# Lesson 1 — Exercise 3 (Python): Connect to Neo4j and Preview Graph Edges

## Goal

Connect to a Neo4j instance containing graph edges (relationships like
`Rider-BOARDED->Station`, `Station-CONNECTS_TO->Station`, etc.) and
quickly profile which **node types** and **relationship types** you'll
need to map into `stg.edges_raw`.

## What to build

A Jupyter notebook that:

1.  Connects with the official `neo4j` Python driver.

2.  Runs Cypher to:

    -   Count edges by `relationship`.
    -   Count by `(from_node_type, to_node_type)`.
    -   Sample 10 edges with fields needed later (`edge_id`, node
        IDs/types, `timestamp`, `route_id`, `mode`, etc.).

3.  Writes `/tmp/edges_preview.csv` and prints summary tables.

### Acceptance criteria

-   Uses env `NEO4J_URI`, `NEO4J_USER`, `NEO4J_PASSWORD`.
-   Prints top 5 relationships and top 5 node-type pairs.
-   Writes a 10-row sample with columns that will map into
    `stg.edges_raw` (edge_id, from_node_id/type, to_node_id/type,
    relationship, timestamp, route_id, mode, rider_id, station_id… when
    present).

------------------------------------------------------------------------

## Lesson 1 Exercise 3: Connect to Neo4j and Preview Graph Edges Solution

Populate the Neo4j database by running available script

In [1]:
!python populate-neo4j.py

Connected to Neo4j at bolt://localhost:7687 as neo4j
Loaded 122 edges … (Rider)-[:SHARES_TRIP_WITH]->(Rider)
Loaded 446 edges … (Rider)-[:ALIGHTED]->(Station)
Loaded 835 edges … (Rider)-[:TRANSFERRED_TO]->(Station)
Loaded 1335 edges … (Rider)-[:BOARDED]->(Vehicle)
Loaded 1370 edges … (Rider)-[:BOARDED]->(Vehicle)
Loaded 1802 edges … (Route)-[:ROUTE_SERVES]->(Station)
Loaded 2302 edges … (Station)-[:CONNECTS_TO]->(Station)
Loaded 2500 edges … (Station)-[:CONNECTS_TO]->(Station)
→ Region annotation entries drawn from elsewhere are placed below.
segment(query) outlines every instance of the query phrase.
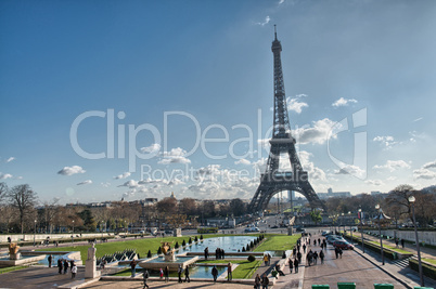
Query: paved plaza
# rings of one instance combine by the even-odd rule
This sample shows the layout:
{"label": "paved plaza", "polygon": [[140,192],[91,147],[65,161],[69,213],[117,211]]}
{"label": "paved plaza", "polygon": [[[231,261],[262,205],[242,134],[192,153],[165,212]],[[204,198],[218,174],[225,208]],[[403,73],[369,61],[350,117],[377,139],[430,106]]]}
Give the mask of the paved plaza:
{"label": "paved plaza", "polygon": [[[316,235],[318,231],[310,229],[312,238],[321,238],[320,235]],[[319,246],[308,245],[308,250],[319,252],[321,248]],[[413,247],[407,248],[413,250]],[[424,250],[425,254],[433,255],[434,250]],[[374,288],[373,284],[387,283],[393,284],[395,288],[413,288],[419,286],[418,273],[410,270],[406,263],[400,264],[398,262],[392,262],[386,259],[386,264],[381,265],[381,257],[376,252],[368,251],[362,252],[359,246],[355,250],[344,251],[342,259],[336,259],[334,249],[332,246],[328,246],[324,251],[325,261],[321,264],[318,260],[318,264],[308,266],[305,258],[303,258],[303,264],[299,266],[299,272],[290,274],[290,268],[286,265],[283,268],[285,276],[280,276],[275,280],[274,286],[269,288],[298,288],[309,289],[311,285],[330,285],[330,288],[337,288],[337,283],[356,283],[357,288]],[[280,258],[273,258],[271,265],[279,262]],[[264,272],[270,272],[271,267],[262,264],[256,273],[262,274]],[[72,283],[70,273],[65,275],[59,275],[57,268],[31,266],[28,268],[0,274],[0,288],[76,288],[78,284],[84,283],[85,268],[79,267],[76,280]],[[272,277],[271,277],[272,278]],[[271,279],[272,281],[272,279]],[[254,283],[253,283],[254,284]],[[425,277],[425,285],[427,287],[436,288],[435,280]],[[170,283],[165,284],[161,280],[150,280],[150,288],[253,288],[253,285],[238,284],[238,283],[222,283],[214,284],[211,281],[191,281],[178,284],[176,278],[171,278]],[[81,286],[80,288],[142,288],[141,277],[129,280],[100,280]]]}

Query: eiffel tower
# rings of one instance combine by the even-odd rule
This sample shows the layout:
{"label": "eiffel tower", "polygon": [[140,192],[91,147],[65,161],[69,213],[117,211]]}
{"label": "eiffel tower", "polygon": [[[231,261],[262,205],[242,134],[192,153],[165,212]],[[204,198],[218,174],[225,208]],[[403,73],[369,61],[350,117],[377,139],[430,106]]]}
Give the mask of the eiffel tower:
{"label": "eiffel tower", "polygon": [[[274,41],[272,41],[272,54],[274,55],[274,122],[271,148],[268,157],[267,169],[260,175],[260,185],[254,195],[248,209],[252,212],[264,211],[272,196],[282,191],[296,191],[303,194],[312,209],[323,208],[324,205],[318,198],[309,183],[308,174],[303,170],[295,150],[295,139],[291,135],[291,124],[287,115],[286,96],[280,53],[282,44],[277,39],[274,25]],[[292,171],[279,171],[280,154],[287,153]]]}

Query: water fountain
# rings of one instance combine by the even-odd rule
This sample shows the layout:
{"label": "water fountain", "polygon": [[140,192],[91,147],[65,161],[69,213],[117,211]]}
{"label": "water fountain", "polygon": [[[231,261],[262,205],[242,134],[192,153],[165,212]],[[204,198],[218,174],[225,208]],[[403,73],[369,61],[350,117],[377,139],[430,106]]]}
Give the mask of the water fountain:
{"label": "water fountain", "polygon": [[18,252],[20,246],[16,242],[9,244],[9,254],[3,254],[0,257],[0,267],[18,266],[29,263],[37,263],[38,261],[46,258],[46,255],[22,255]]}
{"label": "water fountain", "polygon": [[157,271],[168,266],[169,271],[177,271],[179,265],[181,265],[182,268],[185,268],[198,260],[198,257],[176,255],[176,250],[170,247],[170,242],[163,241],[161,244],[161,250],[164,258],[161,259],[159,257],[156,257],[142,261],[139,263],[141,267]]}

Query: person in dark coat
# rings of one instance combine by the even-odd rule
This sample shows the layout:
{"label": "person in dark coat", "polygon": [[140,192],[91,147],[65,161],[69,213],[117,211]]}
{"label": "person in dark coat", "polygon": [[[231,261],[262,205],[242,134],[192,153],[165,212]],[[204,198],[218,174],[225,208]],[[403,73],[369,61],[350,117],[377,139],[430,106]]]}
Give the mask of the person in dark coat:
{"label": "person in dark coat", "polygon": [[215,266],[215,265],[211,268],[211,276],[214,276],[214,283],[216,283],[217,278],[218,278],[218,270],[217,270],[217,266]]}
{"label": "person in dark coat", "polygon": [[190,283],[191,281],[191,279],[190,279],[190,277],[189,277],[189,267],[187,266],[187,268],[184,270],[184,281],[187,281],[188,280],[188,283]]}
{"label": "person in dark coat", "polygon": [[169,283],[169,267],[165,266],[164,268],[164,276],[165,276],[165,283]]}
{"label": "person in dark coat", "polygon": [[182,273],[183,273],[183,268],[181,265],[179,265],[179,268],[177,270],[177,274],[179,275],[179,283],[183,283],[183,280],[181,279]]}
{"label": "person in dark coat", "polygon": [[295,259],[294,259],[295,274],[298,273],[298,264],[299,264],[298,259],[295,258]]}
{"label": "person in dark coat", "polygon": [[57,272],[62,274],[62,259],[57,259]]}
{"label": "person in dark coat", "polygon": [[294,262],[290,259],[290,272],[292,274],[292,270],[294,268]]}
{"label": "person in dark coat", "polygon": [[66,272],[68,271],[68,261],[64,260],[64,274],[66,274]]}
{"label": "person in dark coat", "polygon": [[324,264],[324,252],[321,250],[320,252],[321,264]]}
{"label": "person in dark coat", "polygon": [[142,287],[142,289],[150,288],[149,285],[146,285],[146,281],[150,277],[149,271],[146,268],[144,268],[144,273],[142,274],[142,281],[144,283],[144,287]]}

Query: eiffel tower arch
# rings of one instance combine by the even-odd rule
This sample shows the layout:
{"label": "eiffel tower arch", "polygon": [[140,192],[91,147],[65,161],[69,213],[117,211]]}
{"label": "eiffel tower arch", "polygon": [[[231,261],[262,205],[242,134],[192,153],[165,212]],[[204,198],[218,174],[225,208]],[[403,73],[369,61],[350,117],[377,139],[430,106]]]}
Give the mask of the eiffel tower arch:
{"label": "eiffel tower arch", "polygon": [[[295,139],[291,134],[291,124],[287,114],[286,96],[284,92],[283,70],[281,61],[282,44],[277,39],[274,25],[274,41],[272,41],[274,56],[274,117],[270,153],[265,173],[260,175],[260,185],[257,188],[248,209],[252,212],[264,211],[272,196],[282,191],[295,191],[307,198],[312,209],[325,206],[315,193],[308,180],[308,173],[303,170],[295,150]],[[287,154],[291,171],[279,171],[280,155]]]}

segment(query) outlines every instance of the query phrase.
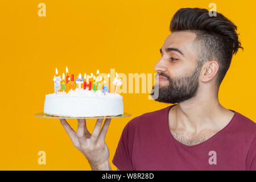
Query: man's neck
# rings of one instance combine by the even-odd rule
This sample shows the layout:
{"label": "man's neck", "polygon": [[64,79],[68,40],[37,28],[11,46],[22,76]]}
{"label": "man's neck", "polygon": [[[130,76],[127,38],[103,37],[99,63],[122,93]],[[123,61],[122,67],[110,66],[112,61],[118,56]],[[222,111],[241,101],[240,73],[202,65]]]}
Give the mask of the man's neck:
{"label": "man's neck", "polygon": [[178,104],[169,111],[171,130],[198,134],[202,131],[219,131],[232,119],[234,113],[224,107],[213,96],[197,95]]}

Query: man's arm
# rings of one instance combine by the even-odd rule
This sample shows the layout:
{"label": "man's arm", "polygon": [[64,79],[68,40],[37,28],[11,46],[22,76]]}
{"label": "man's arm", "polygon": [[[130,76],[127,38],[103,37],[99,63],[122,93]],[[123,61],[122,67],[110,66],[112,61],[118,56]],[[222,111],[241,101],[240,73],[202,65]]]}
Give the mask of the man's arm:
{"label": "man's arm", "polygon": [[92,134],[87,130],[85,119],[78,119],[76,133],[64,119],[60,122],[77,148],[89,161],[93,171],[111,171],[109,163],[109,151],[105,138],[111,119],[106,119],[101,130],[103,119],[98,119]]}

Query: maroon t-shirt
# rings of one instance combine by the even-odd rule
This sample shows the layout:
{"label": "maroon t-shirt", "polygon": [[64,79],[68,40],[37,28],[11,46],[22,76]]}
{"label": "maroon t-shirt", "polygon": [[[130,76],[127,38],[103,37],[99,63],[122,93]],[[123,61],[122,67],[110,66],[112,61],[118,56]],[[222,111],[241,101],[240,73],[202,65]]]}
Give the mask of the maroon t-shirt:
{"label": "maroon t-shirt", "polygon": [[172,135],[168,111],[144,114],[125,126],[113,163],[120,170],[256,170],[256,123],[235,113],[207,140],[187,146]]}

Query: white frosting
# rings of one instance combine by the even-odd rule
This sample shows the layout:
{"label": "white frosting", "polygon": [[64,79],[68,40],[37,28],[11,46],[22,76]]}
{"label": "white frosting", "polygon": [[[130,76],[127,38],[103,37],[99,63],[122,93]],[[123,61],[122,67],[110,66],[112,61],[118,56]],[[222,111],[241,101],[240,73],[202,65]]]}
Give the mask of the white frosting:
{"label": "white frosting", "polygon": [[123,97],[117,93],[83,89],[46,96],[44,112],[62,117],[98,117],[123,114]]}

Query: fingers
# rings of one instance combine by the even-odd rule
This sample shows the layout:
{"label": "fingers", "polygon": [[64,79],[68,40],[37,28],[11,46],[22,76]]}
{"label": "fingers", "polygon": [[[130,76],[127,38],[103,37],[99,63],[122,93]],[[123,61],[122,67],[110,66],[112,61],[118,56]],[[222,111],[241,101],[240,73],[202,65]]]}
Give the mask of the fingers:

✅ Loaded 2500 edges from ./data/van_transit_graph_edges_neo4j.csv


### Step 1: Imports and Configuration

Load required libraries and set up connection parameters from environment variables.

In [2]:
import os
import pandas as pd
from neo4j import GraphDatabase

# --- Configuration (from environment variables or defaults) ---
NEO4J_URI = os.environ.get("NEO4J_URI", "bolt://localhost:7687")
NEO4J_USER = os.environ.get("NEO4J_USER", "neo4j")
NEO4J_PASSWORD = os.environ.get("NEO4J_PASSWORD", "neo4jpass")
OUT_FILE = "/tmp/edges_preview.csv"

print(f"Neo4j URI: {NEO4J_URI}")
print(f"Neo4j User: {NEO4J_USER}")
print(f"Output file: {OUT_FILE}")

Neo4j URI: bolt://localhost:7687
Neo4j User: neo4j
Output file: /tmp/edges_preview.csv


### Step 2: Connect to Neo4j

Establish a connection to the Neo4j database using the official Python driver.

In [3]:
driver = GraphDatabase.driver(NEO4J_URI, auth=(NEO4J_USER, NEO4J_PASSWORD))

# Verify connectivity
driver.verify_connectivity()
print("Successfully connected to Neo4j!")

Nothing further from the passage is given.